Check Point backs Google Cloud to close ASEAN ‘Cloud Gap’

Check Point Software has set out its view on how organisations in Southeast Asia should change cloud network security design as hybrid and multi-cloud deployments expand and AI increases operational complexity.

Abhishek Kumar Singh, Head of Security Engineering at Check Point Software, said business leaders in ASEAN now face different questions about cloud adoption, particularly in sectors with tighter regulation and higher operational risk.

Singh pointed to the pace of digital commerce in the region as a factor shaping technology decisions. He referenced an expected US$300 billion gross merchandise value for the region's digital economy by 2025, which he said has raised pressure on CIOs and CISOs.

Cloud trade-offs

Singh described a recurring challenge where security controls create operational friction. He framed it as a "Cloud Gap" between threat prevention and flexibility. He said earlier approaches to cloud security often relied on manual routing and changes to network design. He also said teams accepted downtime risk and performance compromises.

He argued that DevOps teams can push back when security implementations slow release cycles or add complexity to routine changes. Singh said that tension has intensified as organisations deploy applications across a mix of cloud providers and on-premise environments.

The growth of hybrid and multi-cloud has created additional constraints for healthcare, government and financial services, which often face data handling obligations and audit requirements. Singh said those industries now manage more distributed networks with more policies to enforce and more traffic paths to monitor.

"Three main problems make it hard for many businesses in the area to do their jobs. First, due to policy fragmentation, keeping security consistent across thousands of hybrid networks is a logistical nightmare. Second, routing errors due to manually directing traffic to security devices are prone to mistakes and take a lot of resources. Third, a latency in performance due to traditional 'bump-in-the-wire' security can make mission-critical apps less enjoyable to use," said Abhishek Kumar Singh, Head of Security Engineering, Check Point Software.

Google Cloud focus

Singh said one route to reduce that friction sits inside Google Cloud. He highlighted Google Cloud Network Security Integration and the use of Generic Network Virtualisation Encapsulation, also known as GENEVE.

He said the approach addressed three areas he had set out earlier. These included consistent policy enforcement, fewer operational errors linked to traffic steering, and reduced latency when inspecting traffic.

Singh said the model places security inspection into the flow of cloud traffic. He said it does not require changes to routing policies or network architecture. He described it as "in-band" security.

He also said decision makers could apply threat prevention and access controls inside the Google Cloud environment. He characterised the threat prevention element as AI-powered.

Operational controls

Singh also described how traffic selection could affect cloud cost and performance.

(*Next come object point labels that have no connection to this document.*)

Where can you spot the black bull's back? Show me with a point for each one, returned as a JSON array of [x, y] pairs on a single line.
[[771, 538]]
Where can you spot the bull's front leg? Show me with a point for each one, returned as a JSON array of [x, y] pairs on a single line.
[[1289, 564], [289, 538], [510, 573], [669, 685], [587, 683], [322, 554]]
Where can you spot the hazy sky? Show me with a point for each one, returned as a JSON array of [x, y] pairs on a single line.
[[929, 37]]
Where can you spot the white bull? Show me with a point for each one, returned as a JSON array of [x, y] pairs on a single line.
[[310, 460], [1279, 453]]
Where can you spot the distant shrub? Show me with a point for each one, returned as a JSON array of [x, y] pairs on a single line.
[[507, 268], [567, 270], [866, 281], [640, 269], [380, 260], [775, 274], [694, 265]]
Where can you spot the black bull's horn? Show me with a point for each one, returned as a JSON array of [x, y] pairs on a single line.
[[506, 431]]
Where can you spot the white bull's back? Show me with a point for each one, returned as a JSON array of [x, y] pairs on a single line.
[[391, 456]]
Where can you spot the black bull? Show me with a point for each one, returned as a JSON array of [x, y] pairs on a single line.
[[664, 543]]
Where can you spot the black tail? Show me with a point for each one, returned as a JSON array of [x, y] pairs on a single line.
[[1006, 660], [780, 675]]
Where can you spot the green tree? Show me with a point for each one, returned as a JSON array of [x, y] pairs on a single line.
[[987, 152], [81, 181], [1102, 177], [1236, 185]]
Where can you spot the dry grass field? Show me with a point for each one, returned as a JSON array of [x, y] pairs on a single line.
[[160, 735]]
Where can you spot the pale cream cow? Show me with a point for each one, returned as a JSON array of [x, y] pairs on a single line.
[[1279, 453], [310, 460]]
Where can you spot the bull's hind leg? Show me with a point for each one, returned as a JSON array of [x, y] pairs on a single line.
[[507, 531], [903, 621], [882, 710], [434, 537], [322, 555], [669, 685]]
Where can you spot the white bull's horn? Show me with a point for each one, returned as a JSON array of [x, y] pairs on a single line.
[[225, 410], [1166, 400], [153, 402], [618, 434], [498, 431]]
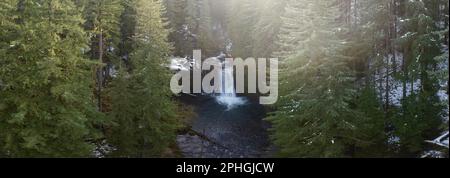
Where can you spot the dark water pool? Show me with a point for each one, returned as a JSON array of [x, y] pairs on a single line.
[[231, 133]]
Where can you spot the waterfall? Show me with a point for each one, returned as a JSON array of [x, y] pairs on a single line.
[[228, 95]]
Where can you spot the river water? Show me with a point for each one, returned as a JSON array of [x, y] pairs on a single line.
[[239, 132]]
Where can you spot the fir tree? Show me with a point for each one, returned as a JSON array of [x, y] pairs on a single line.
[[46, 107], [142, 105]]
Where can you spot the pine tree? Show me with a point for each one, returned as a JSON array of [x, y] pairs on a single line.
[[267, 28], [175, 13], [142, 106], [242, 20], [102, 22], [314, 117], [422, 109], [45, 108]]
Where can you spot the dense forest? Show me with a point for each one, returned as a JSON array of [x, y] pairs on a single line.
[[358, 78]]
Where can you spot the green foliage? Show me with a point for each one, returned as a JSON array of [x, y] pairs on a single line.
[[46, 105], [314, 118], [142, 106]]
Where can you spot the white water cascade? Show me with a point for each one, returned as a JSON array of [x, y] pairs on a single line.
[[228, 95]]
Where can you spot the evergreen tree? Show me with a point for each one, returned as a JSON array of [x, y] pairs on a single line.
[[314, 117], [45, 107], [142, 106], [267, 28], [102, 22]]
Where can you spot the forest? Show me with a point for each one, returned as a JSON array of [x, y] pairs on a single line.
[[357, 79]]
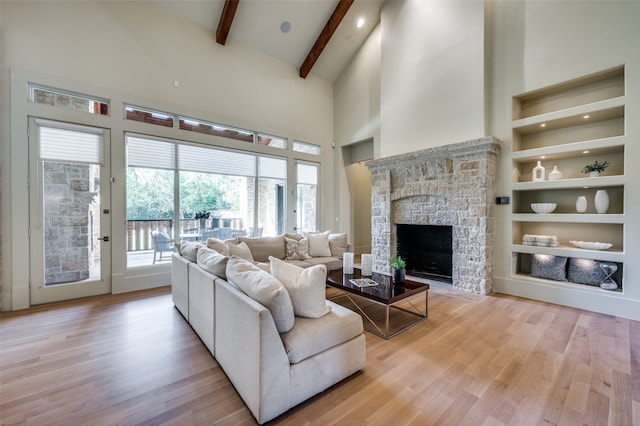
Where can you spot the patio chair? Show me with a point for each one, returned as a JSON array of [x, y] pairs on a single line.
[[255, 232], [162, 243], [238, 233]]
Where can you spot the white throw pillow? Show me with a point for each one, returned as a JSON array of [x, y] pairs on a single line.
[[297, 249], [306, 287], [189, 250], [241, 250], [265, 289], [319, 244], [212, 261]]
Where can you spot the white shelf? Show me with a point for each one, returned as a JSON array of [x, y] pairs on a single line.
[[581, 287], [557, 152], [568, 218], [610, 255], [598, 182], [602, 110]]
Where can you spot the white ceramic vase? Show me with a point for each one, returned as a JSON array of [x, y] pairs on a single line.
[[602, 201], [347, 263], [555, 174], [581, 204], [537, 174]]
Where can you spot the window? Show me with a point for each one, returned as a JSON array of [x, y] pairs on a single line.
[[150, 196], [220, 193], [307, 148], [68, 100], [272, 141], [215, 129], [148, 116], [307, 196]]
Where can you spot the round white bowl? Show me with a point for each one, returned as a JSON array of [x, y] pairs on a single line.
[[543, 207]]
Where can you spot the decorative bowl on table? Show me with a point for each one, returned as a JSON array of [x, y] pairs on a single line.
[[543, 207], [591, 245]]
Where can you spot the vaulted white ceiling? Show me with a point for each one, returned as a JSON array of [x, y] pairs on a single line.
[[257, 23]]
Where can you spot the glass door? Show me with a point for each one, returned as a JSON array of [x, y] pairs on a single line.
[[69, 211], [307, 197]]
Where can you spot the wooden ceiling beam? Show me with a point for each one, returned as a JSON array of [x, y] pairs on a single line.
[[226, 19], [324, 37]]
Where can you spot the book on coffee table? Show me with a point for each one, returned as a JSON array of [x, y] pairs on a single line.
[[363, 282]]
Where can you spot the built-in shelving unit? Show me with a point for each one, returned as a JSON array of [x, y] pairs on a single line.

He referred to "quintuple traffic matching". He said the method sends only selected traffic for inspection rather than routing all traffic through the same controls.

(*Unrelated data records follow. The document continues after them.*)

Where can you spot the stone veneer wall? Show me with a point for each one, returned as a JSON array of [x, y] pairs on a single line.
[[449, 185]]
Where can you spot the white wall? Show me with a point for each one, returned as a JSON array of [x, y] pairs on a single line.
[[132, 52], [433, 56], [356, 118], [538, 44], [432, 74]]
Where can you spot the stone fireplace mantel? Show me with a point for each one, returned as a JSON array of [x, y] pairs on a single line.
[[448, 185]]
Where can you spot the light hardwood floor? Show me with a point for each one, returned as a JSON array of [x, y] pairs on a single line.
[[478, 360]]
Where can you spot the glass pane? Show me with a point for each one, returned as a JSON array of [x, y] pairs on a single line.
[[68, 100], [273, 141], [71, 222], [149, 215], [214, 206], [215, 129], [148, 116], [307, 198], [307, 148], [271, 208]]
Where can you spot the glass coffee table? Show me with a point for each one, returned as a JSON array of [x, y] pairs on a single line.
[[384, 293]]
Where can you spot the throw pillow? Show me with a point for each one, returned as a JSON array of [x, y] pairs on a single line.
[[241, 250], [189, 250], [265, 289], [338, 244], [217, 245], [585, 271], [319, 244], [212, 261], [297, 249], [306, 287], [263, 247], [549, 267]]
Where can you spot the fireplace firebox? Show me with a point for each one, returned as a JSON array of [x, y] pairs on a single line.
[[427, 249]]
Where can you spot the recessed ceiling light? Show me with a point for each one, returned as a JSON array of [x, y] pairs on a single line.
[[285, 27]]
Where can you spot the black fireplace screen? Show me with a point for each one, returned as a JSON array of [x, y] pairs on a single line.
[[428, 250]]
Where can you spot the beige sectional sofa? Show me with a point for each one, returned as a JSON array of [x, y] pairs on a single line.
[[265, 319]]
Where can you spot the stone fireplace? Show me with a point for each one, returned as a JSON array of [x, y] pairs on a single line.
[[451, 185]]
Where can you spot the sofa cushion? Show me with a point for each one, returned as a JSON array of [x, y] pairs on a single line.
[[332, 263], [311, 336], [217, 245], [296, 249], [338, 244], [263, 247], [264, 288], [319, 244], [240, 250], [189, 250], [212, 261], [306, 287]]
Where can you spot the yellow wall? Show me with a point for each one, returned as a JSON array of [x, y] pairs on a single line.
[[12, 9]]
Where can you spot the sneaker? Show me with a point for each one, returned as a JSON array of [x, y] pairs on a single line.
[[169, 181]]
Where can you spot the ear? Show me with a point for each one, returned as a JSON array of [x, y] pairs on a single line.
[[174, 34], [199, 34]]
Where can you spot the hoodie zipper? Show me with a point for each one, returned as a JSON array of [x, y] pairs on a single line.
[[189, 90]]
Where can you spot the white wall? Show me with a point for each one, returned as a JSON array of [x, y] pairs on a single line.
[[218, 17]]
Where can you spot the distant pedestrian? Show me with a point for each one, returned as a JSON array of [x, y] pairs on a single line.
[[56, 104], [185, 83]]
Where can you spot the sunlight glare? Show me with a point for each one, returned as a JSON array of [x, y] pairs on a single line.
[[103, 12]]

He said that the approach reduced the amount of cloud resources dedicated to security inspection. He also said it reduced "hidden" costs linked to over-provisioning.

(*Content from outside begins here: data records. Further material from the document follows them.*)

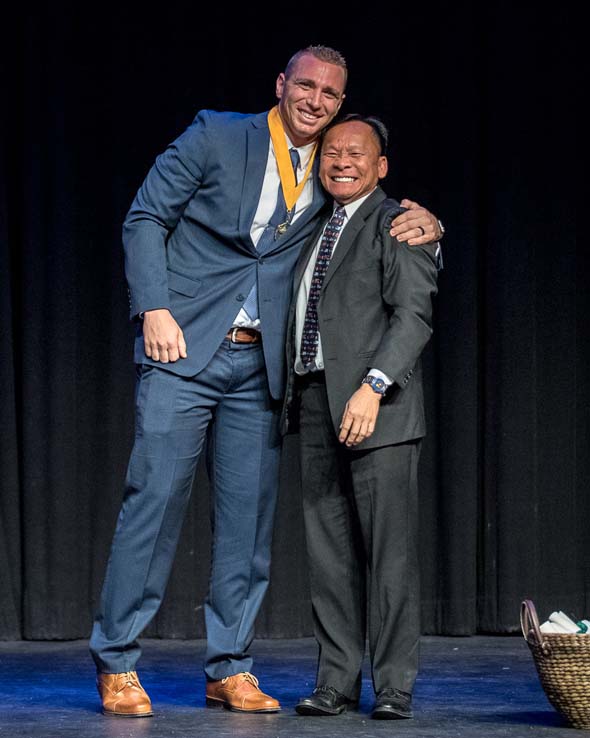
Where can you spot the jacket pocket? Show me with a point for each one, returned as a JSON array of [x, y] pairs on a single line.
[[183, 285]]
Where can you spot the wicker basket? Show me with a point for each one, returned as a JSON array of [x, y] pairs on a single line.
[[563, 665]]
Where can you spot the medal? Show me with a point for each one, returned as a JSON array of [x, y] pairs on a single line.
[[282, 227]]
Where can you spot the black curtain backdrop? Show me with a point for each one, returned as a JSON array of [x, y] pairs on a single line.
[[479, 101]]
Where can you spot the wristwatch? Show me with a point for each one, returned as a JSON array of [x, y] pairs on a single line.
[[376, 383]]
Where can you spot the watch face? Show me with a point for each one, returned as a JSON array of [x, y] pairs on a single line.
[[376, 383]]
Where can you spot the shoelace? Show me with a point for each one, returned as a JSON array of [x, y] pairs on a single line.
[[246, 677], [326, 690], [390, 692], [127, 679]]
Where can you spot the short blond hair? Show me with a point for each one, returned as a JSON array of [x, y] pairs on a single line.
[[323, 53]]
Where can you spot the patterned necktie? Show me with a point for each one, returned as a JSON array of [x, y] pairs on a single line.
[[269, 235], [309, 337]]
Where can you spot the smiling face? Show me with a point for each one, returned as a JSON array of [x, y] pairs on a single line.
[[310, 97], [351, 164]]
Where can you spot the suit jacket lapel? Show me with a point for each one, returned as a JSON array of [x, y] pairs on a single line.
[[350, 231], [307, 250], [318, 200], [257, 142]]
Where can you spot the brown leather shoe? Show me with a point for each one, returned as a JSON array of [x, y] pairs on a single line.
[[123, 695], [240, 693]]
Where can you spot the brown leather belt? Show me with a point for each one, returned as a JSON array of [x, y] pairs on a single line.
[[244, 335]]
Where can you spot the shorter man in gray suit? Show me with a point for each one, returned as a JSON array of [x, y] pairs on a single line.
[[360, 318]]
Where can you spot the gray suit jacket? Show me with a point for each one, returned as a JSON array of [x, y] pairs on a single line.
[[374, 311]]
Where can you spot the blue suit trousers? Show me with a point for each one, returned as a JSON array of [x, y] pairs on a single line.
[[229, 404]]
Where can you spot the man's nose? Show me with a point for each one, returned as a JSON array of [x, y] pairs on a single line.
[[315, 98]]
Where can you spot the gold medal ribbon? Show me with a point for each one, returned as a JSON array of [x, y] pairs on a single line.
[[277, 134]]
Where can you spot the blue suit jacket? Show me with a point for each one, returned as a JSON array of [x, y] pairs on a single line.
[[188, 247]]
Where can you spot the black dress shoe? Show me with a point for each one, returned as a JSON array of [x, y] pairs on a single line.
[[392, 704], [324, 701]]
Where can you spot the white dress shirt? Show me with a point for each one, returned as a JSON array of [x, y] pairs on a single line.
[[303, 294], [268, 202]]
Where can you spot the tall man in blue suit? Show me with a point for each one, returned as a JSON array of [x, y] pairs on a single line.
[[211, 241]]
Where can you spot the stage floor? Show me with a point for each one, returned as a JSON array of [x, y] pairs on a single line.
[[479, 686]]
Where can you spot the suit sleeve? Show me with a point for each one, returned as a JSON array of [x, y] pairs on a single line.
[[158, 205], [409, 283]]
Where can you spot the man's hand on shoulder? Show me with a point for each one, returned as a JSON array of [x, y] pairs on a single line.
[[417, 225], [162, 336]]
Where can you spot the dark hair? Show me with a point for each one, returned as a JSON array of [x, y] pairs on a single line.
[[379, 128], [323, 53]]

Singh also pointed to the way security teams and engineering teams increasingly share tooling and processes. He said security delivery as an internal service can increase flexibility for DevOps teams. He said security can become part of Infrastructure as Code workflows.

He cited Terraform and Ansible as tools used in those workflows. He said that the model embeds security policy into the same pipelines that deploy infrastructure and applications. He said teams can apply controls consistently across environments.

Single console

Singh also raised the issue of visibility when organisations run workloads in more than one environment. He said teams often use different consoles and tools across clouds and on-premise systems. He said that increases the time spent on investigations and routine compliance checks.

He described a "single pane of glass" approach for security policies and logs across environments. He said organisations could view assets across local data centres, Google Cloud and other providers through a single console.

Singh linked the architecture discussion to shifts in the threat environment. He said AI has added complexity for security teams and raised expectations for automation.

"In a place where "digital-first" is the rule, we can't let security slow things down. The ability to automate security and spread it across connected networks without changing the underlying architecture is no longer a luxury as we look to a future with more complex, AI-driven threats. It is necessary for competition. The message is clear for businesses that want to make sure their digital transformation goes smoothly: You don't have to choose between speed and safety. You can have both," said Singh.

He said the next phase of cloud adoption in Southeast Asia will put more weight on designs that reduce manual operations while keeping policy enforcement consistent across hybrid and multi-cloud networks.